Failure drives success

Being shit makes you good.

Now, that depends on where you are of course but for this article we’ll focus on Airsoft. If you’re having bedroom problems it’s probably best to Google elsewhere.

Airsoft from the beginning has always been an honour game – it relies on players being honest about getting hit. I know the scopecam trolls love making “cheater” videos as clickbait for their Fortnite loving followers on YT, or a bit of virtue signalling, but thankfully they’re in a minority.

More recently though, the camera-clad GoPro heroes have fuelled a desire for flawless games, often not taking hits themselves to enhance their gameplay footage to big themselves up. The development of “competitive” Airsoft as well, where suddenly players care about winning or losing, has given some sweaty types a motive to not call hit. And I do wonder if that’s behind a noticeable drop in skills on the field. I see players making the same mistakes repeatedly, like getting shot in a position and then going back to the same position for it to happen again.

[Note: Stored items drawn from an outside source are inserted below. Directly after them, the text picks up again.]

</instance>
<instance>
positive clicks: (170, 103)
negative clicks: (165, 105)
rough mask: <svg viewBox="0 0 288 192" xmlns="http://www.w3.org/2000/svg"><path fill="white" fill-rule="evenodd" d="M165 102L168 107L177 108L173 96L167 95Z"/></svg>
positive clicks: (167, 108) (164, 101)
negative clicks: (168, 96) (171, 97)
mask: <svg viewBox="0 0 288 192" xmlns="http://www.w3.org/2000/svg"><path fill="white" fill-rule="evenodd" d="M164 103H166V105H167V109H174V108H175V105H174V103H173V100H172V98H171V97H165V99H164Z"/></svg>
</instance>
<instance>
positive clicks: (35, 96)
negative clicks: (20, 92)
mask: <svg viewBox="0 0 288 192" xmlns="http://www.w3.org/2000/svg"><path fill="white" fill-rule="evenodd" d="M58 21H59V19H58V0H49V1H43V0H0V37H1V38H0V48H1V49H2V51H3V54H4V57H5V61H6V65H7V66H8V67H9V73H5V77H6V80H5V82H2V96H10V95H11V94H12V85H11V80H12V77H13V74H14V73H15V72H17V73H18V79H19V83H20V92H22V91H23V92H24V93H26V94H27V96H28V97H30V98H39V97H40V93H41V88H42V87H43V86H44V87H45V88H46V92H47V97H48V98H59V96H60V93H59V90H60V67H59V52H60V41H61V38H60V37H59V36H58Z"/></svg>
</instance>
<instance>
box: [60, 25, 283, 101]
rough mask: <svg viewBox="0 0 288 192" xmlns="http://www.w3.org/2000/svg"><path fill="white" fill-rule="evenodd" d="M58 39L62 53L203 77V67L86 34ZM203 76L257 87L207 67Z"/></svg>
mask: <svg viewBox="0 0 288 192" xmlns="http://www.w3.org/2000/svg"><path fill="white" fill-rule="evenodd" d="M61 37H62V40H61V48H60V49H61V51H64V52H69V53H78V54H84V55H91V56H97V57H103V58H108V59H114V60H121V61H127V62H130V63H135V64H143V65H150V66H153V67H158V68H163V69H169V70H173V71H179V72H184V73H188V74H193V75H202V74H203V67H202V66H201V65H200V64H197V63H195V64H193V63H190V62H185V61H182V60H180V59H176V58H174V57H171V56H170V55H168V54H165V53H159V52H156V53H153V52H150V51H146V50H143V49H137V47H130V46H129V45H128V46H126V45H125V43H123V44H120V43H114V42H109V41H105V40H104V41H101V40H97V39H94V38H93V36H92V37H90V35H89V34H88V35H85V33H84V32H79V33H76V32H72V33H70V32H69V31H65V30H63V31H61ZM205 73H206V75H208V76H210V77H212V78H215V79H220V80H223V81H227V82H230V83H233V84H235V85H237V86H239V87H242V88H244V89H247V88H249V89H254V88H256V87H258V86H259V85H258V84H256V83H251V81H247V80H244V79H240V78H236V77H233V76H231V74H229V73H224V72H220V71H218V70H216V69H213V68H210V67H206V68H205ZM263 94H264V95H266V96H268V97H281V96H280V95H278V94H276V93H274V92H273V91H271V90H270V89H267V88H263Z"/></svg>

I think another change has been the reliance on the guns to do the work instead of the player, whereby they’ll again push a bad position and hope to outrange the opponent, or have a higher rate of fire to put even more bb’s down, or go for bigger capacity mags to spray even harder than the person spraying the other way. Tactics have gone out the window, replaced with M249’s and the manoeuvrability of a bus.

As a sniper, I hate getting hit but I take it and try to learn from it. Every mistake, if you take a moment to work out what it was, is an opportunity to learn and improve. Where did I get hit from? Why did they see me? Should I have moved slower, or been lower to the ground, or is there something on my kit they saw? Have I pushed a bad position there, or been too close to a path?

Even in CQB, I learned quickly to take a step back from doors and windows. To remove lasers and tracers. To tread slower and move smoother through buildings. I’m still crap at it, but less of a liability these days. It’s not just taking the hit, but analysing it.

As opposed to not thinking about it, like some people;

“RAAAAHHHHH oh shit I got hit at that doorway”

Respawns

“RAAAAHHHHH oh shit I got hit at that doorway”

Respawns

“RAAAAHHHHH oh shit I got hit at that doorway”

Back at respawn “Yeah I think I need to upgrade my gun”

Sometimes it’s like watching a pigeon relentlessly smacking into a closed window.

Of course, the community (especially the retail side) will jump on this and tell you that yes, the solution is to buy more upgrade parts to make you a better player. Or buy a new gun. Put a Gate Titan in, that will surely open the window to success. Giving your gun an extra ten metres of range will definitely stop you getting shot at that same doorway. Of course…

The first step to being good is working out why you’re bad, and fixing those mistakes, much as it is in any sport. But if you’re not going to admit to them and hope that by ignoring hits you’ll make it go away, as well as pissing everyone off, then you won’t learn from it.

It’s almost like honour has its rewards.